The band's keyboardist, manager, music synthesizer and founder, Pearl's meeting with Moz essentially set the events in motion that would form the band. Pearl is shown as being wealthy, attending a private school, living in a large apartment with several floors and having a mother who frequently attends social events. She has romantic feelings for Moz, who does not notice her advances. At the end of the novel, Moz reveals that, in the future, Pearl runs for mayor of New York "again".

=== Minerva ===

Pearl's friend from musical school, Minerva (often called simply Min) has a strange disease, revealed in Peeps to be a parasite. She is lead singer of the band and has a fateful affair with Moz.

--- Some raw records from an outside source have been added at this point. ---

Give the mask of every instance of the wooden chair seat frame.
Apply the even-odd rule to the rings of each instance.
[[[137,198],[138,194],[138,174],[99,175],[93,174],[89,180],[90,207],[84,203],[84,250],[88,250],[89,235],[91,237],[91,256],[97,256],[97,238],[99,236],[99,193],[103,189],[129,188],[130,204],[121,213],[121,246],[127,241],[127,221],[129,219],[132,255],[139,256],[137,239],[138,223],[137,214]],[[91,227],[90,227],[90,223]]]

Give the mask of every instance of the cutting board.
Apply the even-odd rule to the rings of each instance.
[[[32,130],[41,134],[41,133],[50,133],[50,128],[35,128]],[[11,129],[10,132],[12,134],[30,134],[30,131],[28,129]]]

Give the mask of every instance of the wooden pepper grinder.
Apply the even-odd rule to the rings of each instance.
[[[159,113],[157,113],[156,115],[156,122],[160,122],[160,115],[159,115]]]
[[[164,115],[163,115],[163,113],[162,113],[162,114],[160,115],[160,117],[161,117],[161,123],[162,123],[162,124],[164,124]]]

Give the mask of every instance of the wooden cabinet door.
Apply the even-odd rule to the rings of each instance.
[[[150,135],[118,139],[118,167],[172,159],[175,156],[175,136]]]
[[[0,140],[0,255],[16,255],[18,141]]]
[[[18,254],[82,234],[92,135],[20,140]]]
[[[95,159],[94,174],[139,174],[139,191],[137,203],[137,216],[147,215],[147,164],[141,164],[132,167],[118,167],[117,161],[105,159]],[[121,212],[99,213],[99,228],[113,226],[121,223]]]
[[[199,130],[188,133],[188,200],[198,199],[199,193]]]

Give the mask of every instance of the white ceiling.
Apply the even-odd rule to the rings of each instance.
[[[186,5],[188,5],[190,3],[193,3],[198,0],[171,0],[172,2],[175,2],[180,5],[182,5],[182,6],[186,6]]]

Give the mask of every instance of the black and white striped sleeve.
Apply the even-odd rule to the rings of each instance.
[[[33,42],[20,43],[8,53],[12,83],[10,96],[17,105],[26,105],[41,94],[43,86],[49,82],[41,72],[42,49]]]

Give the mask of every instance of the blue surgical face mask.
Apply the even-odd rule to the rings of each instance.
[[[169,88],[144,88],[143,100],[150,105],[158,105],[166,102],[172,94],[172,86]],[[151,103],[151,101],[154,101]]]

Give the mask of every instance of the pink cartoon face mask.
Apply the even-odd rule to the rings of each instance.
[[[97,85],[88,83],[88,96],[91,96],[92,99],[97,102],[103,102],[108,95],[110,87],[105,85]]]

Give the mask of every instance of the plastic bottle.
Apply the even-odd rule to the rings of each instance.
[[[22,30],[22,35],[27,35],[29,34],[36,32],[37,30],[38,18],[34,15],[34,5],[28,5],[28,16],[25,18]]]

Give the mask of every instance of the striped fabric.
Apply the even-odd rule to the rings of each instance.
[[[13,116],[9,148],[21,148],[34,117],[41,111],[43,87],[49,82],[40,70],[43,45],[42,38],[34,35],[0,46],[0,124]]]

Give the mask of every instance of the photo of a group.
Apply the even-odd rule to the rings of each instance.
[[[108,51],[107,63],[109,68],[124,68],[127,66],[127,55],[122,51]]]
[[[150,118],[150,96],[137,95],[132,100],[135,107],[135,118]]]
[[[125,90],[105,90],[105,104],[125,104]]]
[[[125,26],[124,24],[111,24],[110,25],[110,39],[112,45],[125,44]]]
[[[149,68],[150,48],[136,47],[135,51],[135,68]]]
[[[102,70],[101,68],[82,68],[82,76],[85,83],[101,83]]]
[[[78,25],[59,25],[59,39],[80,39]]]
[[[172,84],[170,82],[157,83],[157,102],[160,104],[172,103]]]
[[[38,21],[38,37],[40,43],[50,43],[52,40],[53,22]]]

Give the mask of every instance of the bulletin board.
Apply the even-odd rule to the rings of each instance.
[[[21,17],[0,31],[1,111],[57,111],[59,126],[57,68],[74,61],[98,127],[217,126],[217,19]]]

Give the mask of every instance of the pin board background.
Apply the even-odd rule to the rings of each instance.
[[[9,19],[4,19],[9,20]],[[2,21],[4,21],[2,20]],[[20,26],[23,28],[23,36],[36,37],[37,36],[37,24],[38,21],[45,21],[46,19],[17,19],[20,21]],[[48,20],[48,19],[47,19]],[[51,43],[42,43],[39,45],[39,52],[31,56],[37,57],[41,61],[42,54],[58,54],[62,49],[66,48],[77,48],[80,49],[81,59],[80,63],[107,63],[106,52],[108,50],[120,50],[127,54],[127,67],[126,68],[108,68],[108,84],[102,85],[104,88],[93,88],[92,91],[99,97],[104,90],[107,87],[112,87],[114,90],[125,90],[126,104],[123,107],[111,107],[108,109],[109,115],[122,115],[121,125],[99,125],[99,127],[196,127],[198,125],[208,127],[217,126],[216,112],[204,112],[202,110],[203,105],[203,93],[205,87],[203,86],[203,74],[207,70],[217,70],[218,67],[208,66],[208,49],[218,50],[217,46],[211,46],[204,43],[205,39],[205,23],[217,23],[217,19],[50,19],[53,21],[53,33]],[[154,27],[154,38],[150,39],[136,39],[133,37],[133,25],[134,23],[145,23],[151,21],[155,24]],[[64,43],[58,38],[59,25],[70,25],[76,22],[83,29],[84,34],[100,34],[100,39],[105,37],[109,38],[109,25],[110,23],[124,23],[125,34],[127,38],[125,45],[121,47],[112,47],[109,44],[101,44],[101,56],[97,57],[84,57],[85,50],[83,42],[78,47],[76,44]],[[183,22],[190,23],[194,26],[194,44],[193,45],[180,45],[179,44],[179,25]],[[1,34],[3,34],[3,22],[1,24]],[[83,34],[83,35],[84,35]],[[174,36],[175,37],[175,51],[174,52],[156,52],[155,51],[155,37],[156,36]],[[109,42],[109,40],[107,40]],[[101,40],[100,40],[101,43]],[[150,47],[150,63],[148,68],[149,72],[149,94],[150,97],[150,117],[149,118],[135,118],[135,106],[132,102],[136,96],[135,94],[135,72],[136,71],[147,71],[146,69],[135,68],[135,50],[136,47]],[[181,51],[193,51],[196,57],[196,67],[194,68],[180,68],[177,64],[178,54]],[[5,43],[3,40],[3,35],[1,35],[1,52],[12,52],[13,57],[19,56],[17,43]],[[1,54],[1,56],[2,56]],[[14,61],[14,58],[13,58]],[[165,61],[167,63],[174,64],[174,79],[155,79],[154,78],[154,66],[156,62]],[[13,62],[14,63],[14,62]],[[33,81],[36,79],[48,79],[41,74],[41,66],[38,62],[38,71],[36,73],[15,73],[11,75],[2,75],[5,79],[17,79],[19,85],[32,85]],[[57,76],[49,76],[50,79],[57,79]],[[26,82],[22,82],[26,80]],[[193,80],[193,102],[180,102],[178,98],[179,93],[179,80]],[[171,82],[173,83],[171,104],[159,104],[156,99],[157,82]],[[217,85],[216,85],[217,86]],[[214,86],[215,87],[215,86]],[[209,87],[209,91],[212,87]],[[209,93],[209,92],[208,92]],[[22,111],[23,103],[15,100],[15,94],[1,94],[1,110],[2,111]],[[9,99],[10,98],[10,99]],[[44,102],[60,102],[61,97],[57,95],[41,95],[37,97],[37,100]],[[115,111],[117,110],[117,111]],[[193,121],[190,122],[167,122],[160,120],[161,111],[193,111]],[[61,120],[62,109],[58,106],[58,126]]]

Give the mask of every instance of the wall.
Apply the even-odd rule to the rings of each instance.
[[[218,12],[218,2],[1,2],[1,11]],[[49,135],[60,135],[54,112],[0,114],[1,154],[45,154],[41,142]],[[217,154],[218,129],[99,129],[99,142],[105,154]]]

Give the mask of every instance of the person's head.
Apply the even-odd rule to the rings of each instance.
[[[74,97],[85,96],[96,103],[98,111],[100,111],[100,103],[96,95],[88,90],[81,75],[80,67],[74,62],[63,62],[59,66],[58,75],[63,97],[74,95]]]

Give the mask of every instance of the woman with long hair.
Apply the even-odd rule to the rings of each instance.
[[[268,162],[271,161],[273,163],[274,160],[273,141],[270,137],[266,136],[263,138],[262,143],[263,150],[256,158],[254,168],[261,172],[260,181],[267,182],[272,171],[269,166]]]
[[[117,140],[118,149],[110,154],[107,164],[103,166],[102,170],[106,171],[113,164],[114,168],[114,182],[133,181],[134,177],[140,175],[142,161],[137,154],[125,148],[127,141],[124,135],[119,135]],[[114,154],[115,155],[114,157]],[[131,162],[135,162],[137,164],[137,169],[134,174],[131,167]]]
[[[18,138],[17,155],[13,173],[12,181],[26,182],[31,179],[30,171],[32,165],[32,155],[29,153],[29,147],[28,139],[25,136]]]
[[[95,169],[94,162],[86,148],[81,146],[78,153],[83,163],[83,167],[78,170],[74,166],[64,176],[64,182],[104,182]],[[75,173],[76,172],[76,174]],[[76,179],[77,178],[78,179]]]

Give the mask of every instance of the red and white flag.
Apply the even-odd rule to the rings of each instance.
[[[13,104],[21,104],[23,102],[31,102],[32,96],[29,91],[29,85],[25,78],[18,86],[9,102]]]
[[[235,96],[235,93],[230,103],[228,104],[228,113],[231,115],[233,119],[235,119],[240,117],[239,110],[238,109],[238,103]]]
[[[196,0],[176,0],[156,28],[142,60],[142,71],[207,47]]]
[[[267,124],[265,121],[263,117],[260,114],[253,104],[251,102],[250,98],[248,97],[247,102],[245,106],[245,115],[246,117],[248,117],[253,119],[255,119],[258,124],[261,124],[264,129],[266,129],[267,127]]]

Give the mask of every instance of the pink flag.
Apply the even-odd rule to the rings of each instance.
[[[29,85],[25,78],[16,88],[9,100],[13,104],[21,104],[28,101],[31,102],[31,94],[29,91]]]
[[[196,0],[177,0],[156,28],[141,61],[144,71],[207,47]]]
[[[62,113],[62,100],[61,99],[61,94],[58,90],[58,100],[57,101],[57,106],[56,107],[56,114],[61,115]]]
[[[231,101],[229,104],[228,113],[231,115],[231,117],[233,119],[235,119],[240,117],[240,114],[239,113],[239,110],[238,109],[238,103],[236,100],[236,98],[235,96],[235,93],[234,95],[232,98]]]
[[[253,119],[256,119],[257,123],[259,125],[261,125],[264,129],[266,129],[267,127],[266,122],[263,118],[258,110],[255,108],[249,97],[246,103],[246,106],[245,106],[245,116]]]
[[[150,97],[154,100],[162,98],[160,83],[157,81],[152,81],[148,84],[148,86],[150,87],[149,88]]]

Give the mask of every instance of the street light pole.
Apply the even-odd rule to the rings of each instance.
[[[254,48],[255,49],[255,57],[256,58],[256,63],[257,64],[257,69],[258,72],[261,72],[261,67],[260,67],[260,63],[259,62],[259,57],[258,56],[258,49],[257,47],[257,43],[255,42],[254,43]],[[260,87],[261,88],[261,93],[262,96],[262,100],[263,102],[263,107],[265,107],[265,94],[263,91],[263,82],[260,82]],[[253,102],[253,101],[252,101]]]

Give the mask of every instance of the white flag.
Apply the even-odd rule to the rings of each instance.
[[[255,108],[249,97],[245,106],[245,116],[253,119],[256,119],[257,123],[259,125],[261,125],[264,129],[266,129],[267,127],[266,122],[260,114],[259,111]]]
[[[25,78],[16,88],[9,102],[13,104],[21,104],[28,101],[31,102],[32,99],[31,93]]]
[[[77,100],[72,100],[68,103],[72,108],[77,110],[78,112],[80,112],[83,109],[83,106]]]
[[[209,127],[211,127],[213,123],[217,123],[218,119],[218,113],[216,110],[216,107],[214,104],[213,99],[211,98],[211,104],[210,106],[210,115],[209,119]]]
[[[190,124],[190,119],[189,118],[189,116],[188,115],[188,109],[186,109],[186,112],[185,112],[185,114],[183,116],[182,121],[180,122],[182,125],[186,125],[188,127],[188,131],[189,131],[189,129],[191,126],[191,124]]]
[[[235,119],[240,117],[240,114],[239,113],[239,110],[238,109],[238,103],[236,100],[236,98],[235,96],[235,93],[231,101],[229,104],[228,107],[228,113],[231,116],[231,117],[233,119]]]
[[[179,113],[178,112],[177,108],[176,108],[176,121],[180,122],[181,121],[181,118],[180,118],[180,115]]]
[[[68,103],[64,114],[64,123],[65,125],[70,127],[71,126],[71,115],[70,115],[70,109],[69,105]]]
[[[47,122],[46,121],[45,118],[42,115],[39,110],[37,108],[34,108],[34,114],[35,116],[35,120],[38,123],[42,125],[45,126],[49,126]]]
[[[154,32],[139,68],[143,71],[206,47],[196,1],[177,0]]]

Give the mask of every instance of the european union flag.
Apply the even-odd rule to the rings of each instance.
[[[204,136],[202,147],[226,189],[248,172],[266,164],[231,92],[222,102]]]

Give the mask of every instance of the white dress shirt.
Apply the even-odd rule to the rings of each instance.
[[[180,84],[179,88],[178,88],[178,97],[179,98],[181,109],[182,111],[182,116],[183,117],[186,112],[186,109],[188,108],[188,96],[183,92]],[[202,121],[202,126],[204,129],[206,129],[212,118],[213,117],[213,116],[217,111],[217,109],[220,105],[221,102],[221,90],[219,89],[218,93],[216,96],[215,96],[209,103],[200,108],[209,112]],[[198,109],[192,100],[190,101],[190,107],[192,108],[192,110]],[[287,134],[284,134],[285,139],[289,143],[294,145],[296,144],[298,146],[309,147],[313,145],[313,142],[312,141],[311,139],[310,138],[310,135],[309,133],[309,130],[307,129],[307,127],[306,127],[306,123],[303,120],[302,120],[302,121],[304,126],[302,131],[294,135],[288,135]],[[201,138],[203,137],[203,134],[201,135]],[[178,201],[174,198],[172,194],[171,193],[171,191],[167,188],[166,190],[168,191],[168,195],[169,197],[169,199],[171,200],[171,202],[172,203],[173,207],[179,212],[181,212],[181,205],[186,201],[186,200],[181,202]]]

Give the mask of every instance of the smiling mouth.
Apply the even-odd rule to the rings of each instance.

Scott Westerfeld has described Minerva as another in his long line of 'sexy but crazy' girls he writes about, much like Melissa from Midnighters.

=== Alana Ray Jones ===

The drummer of the band, Alana Ray is the only character whose surname is provided. However, it is strongly implied that this is not her original name, considering her history in a special needs school that left her oddly tainted from a possibly negative experience. It is likewise stated that she needs to take medication. Although her exact condition is never stated, it is implied to be a type of Autism. The band discovered her playing the drums on paint buckets in Times Square, and Moz paid her for a time before they signed contracts with recording companies and had pays of their own.

===Astor Michael===
Astor Michaels is a carrier of the parasite and a talent scout for a recording company. He signs Moz and Pearl's band, and is known for discovering the "New Sound". Astor Michaels searches for a new band with the sound of one member with the parasite. When he finds Minerva as lead singer, he finds that this will be much more powerful than another member with the parasite, as these bands have all failed. He stumbles upon the secret to destroying the worms, although when questioned by the New Watch, he knows nothing of the ancient singers that helped defeat the worms originally.

===Cal Thompson===
Featured as the main character of Peeps, Cal is included in the second novel in brief appearances later in the novel, continuing his duty that began in Peeps.

===Lacey===
Lacey, referred to simply as Lace for the best part of the novel and its predecessor, makes brief appearances alongside Cal.

===The Nightmayor===
The Nightmayor (a pun on the word nightmare), who was only alluded to in Peeps, has short introductions to all parts of the book, describing historical events from a unique perspective.